第4話 再会

今月は、何かついてない気がする。今夜は、たまには一人で飲むかとふらついた。


“ここ、先月来た案内所。流石に、キャンペーンは終わってんだろうな。一応値段だけ、聞いて見るか?”

「すいません。イノ、イノセントパラ?って、案内出来ます?」

「いらっしゃい。イノセントパラダイスですね。もちろん大丈夫ですけど、どんな娘で何分コースでしょ?」

「あの、一応45分で値段だけでもと。」

「ん〜、今だと3人行けて、15000円です。お店連絡してみますね?」

「あー、いやぁ〜」


“何か、押しに弱いよなぁ〜。でも、この間の娘が居たなら、行っても良いかな。何か、急に緊張して来たぞ。”


またも、引かれるまま、イノパラにやって来た。


「いらっしゃいませ。今なら、みゆさんと、ななさんと、あかねさんが入れますよ。どの娘にしましょ?」

「あの〜、ゆうかさんをお願いしたいんですけど、今日はいらっしゃらないですかね?」

「ゆうかさんですと、30分待ちになりますね。どう致しましょ?」

「じゃあ、全然待ってます。ゆうかさんでお願いします」


“なんだかんだ、あの娘に逢いたかったんじゃ無いのか? この待ってる間がたまらなくドキドキする。ほんと、心臓に悪いわ!”
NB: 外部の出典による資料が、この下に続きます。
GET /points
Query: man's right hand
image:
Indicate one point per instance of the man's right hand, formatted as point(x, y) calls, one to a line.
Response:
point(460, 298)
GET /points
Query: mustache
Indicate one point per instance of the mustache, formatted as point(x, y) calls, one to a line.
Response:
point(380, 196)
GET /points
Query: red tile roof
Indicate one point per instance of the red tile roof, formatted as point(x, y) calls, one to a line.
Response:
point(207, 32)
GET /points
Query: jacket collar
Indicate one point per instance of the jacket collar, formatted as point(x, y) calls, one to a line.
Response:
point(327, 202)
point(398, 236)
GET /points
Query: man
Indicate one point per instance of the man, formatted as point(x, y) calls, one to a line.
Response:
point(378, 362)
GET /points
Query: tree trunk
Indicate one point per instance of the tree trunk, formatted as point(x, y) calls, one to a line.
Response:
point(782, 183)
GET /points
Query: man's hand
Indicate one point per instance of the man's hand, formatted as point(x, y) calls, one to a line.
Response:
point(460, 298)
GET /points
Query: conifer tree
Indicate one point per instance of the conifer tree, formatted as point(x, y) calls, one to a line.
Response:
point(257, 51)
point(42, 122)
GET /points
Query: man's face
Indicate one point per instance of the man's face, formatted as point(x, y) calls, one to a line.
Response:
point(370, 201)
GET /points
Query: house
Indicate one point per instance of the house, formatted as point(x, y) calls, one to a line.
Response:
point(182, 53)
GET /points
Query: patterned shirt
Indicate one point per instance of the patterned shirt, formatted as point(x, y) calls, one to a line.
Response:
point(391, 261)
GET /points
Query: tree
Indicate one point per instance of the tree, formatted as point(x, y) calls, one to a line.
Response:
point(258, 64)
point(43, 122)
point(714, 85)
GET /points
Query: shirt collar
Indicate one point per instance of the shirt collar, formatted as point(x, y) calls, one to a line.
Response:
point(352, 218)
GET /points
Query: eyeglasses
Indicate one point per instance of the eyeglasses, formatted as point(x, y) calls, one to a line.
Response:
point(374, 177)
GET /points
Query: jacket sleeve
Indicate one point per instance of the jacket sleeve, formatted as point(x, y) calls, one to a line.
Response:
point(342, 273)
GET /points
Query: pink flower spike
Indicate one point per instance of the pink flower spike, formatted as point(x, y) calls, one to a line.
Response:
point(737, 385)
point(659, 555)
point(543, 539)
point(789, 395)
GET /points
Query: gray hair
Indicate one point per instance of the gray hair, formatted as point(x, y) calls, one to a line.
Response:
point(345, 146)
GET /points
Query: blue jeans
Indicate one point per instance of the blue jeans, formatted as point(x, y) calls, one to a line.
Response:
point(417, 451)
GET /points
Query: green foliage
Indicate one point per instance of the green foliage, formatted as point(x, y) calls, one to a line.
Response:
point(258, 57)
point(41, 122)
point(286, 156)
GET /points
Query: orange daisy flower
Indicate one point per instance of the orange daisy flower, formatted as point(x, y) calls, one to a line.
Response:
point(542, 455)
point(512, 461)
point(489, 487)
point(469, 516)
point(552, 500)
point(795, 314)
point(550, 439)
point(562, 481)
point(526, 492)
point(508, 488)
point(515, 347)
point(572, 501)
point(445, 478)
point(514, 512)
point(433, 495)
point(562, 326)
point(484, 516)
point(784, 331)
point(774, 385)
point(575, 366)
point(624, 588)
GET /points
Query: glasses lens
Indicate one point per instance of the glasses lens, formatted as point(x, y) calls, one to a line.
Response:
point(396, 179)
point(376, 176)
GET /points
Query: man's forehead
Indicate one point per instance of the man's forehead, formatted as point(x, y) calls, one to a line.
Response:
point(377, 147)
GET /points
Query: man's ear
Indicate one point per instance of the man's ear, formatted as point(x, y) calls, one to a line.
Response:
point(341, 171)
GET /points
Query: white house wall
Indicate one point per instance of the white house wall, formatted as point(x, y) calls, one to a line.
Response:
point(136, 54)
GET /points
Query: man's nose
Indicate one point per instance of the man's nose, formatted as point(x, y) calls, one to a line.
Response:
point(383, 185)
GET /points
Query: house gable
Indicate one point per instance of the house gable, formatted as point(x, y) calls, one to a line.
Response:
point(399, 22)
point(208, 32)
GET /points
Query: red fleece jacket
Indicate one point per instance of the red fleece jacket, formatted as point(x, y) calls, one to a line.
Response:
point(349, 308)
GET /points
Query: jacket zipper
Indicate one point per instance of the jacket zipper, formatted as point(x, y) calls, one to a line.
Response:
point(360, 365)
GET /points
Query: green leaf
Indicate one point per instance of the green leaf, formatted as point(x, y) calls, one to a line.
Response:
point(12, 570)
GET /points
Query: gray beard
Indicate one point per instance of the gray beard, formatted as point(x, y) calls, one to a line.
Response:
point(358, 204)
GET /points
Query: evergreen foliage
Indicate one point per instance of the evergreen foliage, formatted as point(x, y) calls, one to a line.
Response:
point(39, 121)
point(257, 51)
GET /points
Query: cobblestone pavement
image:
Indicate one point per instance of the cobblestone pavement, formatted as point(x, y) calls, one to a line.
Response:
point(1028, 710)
暫くして、薄暗い廊下に通されると、あの娘が待っていた。


「田中さん、約束通り来てくれたんですね。嬉しいです」


手を引かれながら、誰にでも言ってそうな言葉を掛けられ、部屋に入った。


「約束したのに、だいぶ空いちゃったね。ごめん。」

「いえ、来てくれただけで、嬉しいです。ほんとに逢いたかったから」


社交辞令でも、こんな可愛い娘に言われると嬉しさが込み上げて来て、テンションは上がりっぱなしだった。
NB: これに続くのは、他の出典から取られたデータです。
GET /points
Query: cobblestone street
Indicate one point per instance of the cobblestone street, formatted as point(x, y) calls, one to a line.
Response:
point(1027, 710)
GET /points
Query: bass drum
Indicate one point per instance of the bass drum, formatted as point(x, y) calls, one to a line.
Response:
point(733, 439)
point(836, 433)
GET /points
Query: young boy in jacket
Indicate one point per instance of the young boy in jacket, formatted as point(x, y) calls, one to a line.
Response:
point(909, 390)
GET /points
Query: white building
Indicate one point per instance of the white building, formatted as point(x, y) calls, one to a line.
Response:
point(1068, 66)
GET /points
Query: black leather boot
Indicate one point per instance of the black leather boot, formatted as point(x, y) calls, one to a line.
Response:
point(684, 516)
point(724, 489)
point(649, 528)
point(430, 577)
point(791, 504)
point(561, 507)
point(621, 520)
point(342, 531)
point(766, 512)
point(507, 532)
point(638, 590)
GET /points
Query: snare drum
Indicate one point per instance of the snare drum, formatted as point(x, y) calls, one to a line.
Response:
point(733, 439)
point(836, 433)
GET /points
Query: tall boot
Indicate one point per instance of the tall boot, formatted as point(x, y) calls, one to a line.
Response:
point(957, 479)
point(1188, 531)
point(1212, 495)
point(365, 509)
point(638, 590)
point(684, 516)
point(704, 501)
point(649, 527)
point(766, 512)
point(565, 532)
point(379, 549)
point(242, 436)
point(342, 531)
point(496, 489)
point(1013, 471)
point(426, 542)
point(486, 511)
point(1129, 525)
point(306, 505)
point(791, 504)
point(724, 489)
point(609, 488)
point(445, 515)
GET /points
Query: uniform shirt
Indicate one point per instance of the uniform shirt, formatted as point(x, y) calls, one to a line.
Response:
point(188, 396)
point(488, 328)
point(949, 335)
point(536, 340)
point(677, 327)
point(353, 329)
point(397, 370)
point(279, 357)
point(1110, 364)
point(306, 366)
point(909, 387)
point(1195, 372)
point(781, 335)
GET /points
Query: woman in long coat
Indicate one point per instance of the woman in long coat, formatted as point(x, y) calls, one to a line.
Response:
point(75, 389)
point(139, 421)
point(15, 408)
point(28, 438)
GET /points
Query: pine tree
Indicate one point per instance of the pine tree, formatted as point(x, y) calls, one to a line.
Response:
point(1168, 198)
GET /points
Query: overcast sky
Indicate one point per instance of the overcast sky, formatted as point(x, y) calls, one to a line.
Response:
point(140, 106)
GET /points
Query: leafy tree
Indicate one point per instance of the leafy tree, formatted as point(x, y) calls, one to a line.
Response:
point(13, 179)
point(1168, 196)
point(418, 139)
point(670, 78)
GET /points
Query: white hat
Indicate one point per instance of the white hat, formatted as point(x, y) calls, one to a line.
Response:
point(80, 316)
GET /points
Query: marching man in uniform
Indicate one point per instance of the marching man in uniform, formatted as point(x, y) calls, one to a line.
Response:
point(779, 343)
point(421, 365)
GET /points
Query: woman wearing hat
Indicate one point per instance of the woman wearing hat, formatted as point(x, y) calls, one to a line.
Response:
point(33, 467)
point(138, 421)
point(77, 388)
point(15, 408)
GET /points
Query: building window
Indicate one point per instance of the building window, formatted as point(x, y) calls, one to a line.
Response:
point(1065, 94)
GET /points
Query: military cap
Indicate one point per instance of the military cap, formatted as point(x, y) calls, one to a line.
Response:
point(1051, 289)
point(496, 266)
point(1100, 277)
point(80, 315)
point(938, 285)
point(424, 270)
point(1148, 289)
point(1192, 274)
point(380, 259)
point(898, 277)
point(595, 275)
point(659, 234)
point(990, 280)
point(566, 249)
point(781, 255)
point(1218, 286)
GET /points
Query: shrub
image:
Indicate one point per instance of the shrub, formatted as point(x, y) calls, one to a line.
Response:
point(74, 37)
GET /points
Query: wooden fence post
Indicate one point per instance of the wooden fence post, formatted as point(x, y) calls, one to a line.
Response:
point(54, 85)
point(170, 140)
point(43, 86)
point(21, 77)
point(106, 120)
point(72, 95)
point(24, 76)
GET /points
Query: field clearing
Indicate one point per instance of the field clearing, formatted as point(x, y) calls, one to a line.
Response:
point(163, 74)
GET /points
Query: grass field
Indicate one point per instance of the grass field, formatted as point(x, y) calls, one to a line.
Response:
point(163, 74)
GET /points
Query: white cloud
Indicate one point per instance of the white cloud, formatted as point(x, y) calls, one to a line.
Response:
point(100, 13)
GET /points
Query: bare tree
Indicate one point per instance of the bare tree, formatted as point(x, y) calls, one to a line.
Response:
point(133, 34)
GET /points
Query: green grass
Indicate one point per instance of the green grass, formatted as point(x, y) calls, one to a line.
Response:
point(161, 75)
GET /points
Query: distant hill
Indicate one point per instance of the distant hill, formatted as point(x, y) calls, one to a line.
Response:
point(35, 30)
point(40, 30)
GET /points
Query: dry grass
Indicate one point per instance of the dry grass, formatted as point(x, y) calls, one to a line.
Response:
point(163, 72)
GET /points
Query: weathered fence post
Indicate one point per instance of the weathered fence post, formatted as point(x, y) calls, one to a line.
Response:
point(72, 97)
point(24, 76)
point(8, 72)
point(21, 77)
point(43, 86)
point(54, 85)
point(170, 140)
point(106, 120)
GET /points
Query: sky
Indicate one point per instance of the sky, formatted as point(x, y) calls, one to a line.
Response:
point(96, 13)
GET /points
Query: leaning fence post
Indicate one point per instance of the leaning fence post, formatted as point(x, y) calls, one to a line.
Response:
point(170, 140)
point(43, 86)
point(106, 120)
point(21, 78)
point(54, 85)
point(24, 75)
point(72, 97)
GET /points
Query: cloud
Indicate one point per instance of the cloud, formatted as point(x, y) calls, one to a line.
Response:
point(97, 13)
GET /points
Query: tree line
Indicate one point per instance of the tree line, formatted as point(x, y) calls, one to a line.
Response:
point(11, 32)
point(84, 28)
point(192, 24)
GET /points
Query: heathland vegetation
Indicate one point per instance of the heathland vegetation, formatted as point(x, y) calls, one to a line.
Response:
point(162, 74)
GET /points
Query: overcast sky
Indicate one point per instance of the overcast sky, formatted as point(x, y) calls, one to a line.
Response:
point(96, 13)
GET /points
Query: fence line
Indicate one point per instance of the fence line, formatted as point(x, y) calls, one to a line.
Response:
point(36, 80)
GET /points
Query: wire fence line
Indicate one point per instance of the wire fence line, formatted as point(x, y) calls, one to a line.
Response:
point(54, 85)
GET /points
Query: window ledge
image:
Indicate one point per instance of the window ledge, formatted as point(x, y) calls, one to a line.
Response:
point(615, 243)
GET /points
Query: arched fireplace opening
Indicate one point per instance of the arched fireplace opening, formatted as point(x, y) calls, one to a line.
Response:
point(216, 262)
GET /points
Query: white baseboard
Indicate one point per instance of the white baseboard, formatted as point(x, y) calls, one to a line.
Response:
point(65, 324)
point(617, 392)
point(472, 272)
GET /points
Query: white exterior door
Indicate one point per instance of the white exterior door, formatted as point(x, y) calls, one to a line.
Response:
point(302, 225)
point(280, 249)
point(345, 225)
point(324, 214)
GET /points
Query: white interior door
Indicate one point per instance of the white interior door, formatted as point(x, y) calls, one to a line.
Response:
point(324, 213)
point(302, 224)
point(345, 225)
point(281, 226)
「ゆうかちゃん、って呼んで良いかな?名前覚えててくれたんだね。おぢさん嬉しいよ」

「おぢさんだなんて、田中さんは田中さんで、おぢさんじゃないですよ。」

「ああ、ありがとう」


「じゃあ、シャワー行きましょ。脱がしてあげる」


そう言って、俺の服を脱がし始めた。今日は、この娘に委ねよう。そんな気持ちになって、なすがままだった。


「やだぁ〜、もうこんなに元気になってる。」

「そそりゃ、ゆうかちゃんに見惚れちゃっうから、仕方ないよ!」

“よし、今日は攻めちゃうぞ!” 意気込んで、久しぶりに頑張ってみた。


「あー、いっちゃった。恥ずかしい」

“俺なんかで、感じてくれたのかな? きっと演技だろう。でも、何か嬉しい”


「じゃあ、今度は私がしてあげる」

“何か、する事、言うこと全てが、優しいんだよな、この娘”

そして、ここから今回も身を委ねてしまった。


「ああ、ありがとう。ほんとありがとう。気持ち良すぎて、立ち上がれないよ」

「私も、とっても気持ち良かったです。シャワー行けそうですか?」

「ああ、復活!シャワー行こう」


シャワーでのサービスも、優しさに溢れていて、再び元気になってしまった。

「ゆうかちゃん、色々してくれる一つ一つに優しさにが感じられるよね。」

「えー、そんな事無いですよ。でも、そう感じてくれるなら、二人の相性が良いって事ですね。」


俺は、ノックアウトされた。相性が良いなんて言われたことは、きっと初めてである。

言葉は、時には何にも替え難い宝物になるのだ。この店に来るまでのモヤモヤも吹っ飛んでいた。


「今日もありがとう。次は、もっと早く来るよ!」

「きっとですよ、約束。約束は、」

「守るからするもので、破るものじゃ無い だよね!」

「あー、覚えてる」

「あったりまえじゃん」


天にも登るテンションで、別れを惜しんで、店を出た。

「ほんと、奇跡の風俗嬢だな。」

そんな言葉が、口から溢れ出たのだった。